Here's the full paper, published in Nature---for those who like to read published research, rather than press releases full of hyperbole and BS.
In reading the paper, we learn that this new "breakthrough" is remarkebly reminiscent of Copaxone treatment, in which killer T cells are said to be modulated to helpful T cells by means of exposing them to an antigen (in Copaxone's case, that's a mimic of the proteins found in myelin basic protein---glatiramer acetate.) This particular "new breakthrough hope" therapy is going after CD4+ T cells, using injected peptide epitopes, rather than intact antigens--which are said to be "more effective."
Again, all of the testing was done on the mouse model, EAE. Not humans with MS.
As reviewed elsewhere23, 45, peptide epitopes targeting CD4+ T cells have distinct advantages over intact antigens, and yet the mechanism by which peptide therapy prevents and treats ongoing autoimmune and allergic diseases is poorly defined. Mucosal routes of administration have proven safe and effective in animal models of allergy and autoimmunity, but have not translated well to the clinic. Here we demonstrate that the s.c. route of administration is more effective than the i.n. route, with a 1,000-fold lower dose of antigen being effective for anergy induction when compared with previous studies17, 18. As noted17, the efficacy of tolerance induction and disease prevention depends on signal strength. In this study, all aspects of inflammatory T-cell function, including proliferation, inflammatory cytokine secretion and encephalitogenicity were suppressed, whereas the ability of cells to secrete IL-10 and suppress EAE increased in a dose-dependent manner. IL-10 clearly serves as a promising mediator of effective antigen-specific immunotherapy1, 12.
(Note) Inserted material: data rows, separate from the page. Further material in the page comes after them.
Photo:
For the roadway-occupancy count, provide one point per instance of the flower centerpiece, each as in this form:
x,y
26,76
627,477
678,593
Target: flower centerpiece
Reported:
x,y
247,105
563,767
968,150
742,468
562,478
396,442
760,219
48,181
But muting or changing the inflammatory response of CD4 + T Cells isn't really explaining why they are there in the first place, or how come this exact same cellular response shows up in ischemic stroke, slowed cerebral blood flow and reperfusion injury in humans.
That's right!! CD4+ T cells show up after stroke, ischemia, and reperfusion injury. These cells are responding to slowed blood flow in the brain, or hypoperfusion.
Here are stroke and vascular researchers discussing CD4+ T cells and the immune reaction to stroke and vascular issues in published research. Perhaps we should let them know that stroke or reperfusion injury is an autoimmune disease that can be turned on or off!
For instance, lymphocytes from stroke survivors show more activity against myelin than the lymphocytes from patients with multiple sclerosis. In addition, myelin-reactive T cells are found in higher numbers among patients with cerebrovascular disease. These data thus provide evidence that a cellular immune response to brain antigens occurs following stroke.
These findings indicate that CD4+ and CD8+ T lymphocytes, but not B lymphocytes, contribute to the inflammatory and thrombogenic responses, brain injury, and neurological deficit associated with experimental stroke
I have a novel suggestion for researchers---why not look at the connection of MS to stroke, the vascular endothelium, CCSVI and reperfusion injury? Why not understand this cellular response in non "auto-immune" diseases?